It would be of no surprise that Massachusetts has the longest history of newspaper publishing anywhere in the colonies. The very first printing press in the colonies was set up there, and by 1690 a newspaper was published in Boston, “Public Occurrences Both Foreign and Domestick”, but lasting but a single issue. In November of 2008 I did a post specifically on this title so I won’t dwell on this effort other than to say that it lasted but a single issue before being suppressed.
It was not for another fourteen years that Bartholomew Green, of the very famous Green family of printers, had the honor of printing the first newspaper to be permanently established in the colonies, the Boston “News-Letter“. Green published it for the owner, John Campbell, for 18 years and when Campbell retired Green & his successors continued the publication until the evacuation of Boston 1776, at which point the newspaper ceased.
The third newspaper in Massachusetts, also in Boston, was the famed “Boston Gazette“, printed for owner William Brooker by James Franklin, elder brother to Benjamin. This newspaper started on Dec. 21, 1719 and when sold James Franklin decided to begin a newspaper of his own.
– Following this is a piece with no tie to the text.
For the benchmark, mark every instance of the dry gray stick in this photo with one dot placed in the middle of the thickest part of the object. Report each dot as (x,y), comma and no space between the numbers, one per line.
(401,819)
The “New-England Courant” began Aug. 7,1721 and it was on this project that Benjamin Franklin gained his apprenticeship as a printer. He would then move to Philadelphia, buy the Pennsylvania Gazette, and the rest is, well, history.
So it was that the first three newspapers in the American colonies were all published in Boston, although it was a close call. The first newspaper outside of Boston, the “American Weekly Mercury “, began in Philadelphia on Dec. 22, 1719, just one day after the “Boston Gazette “.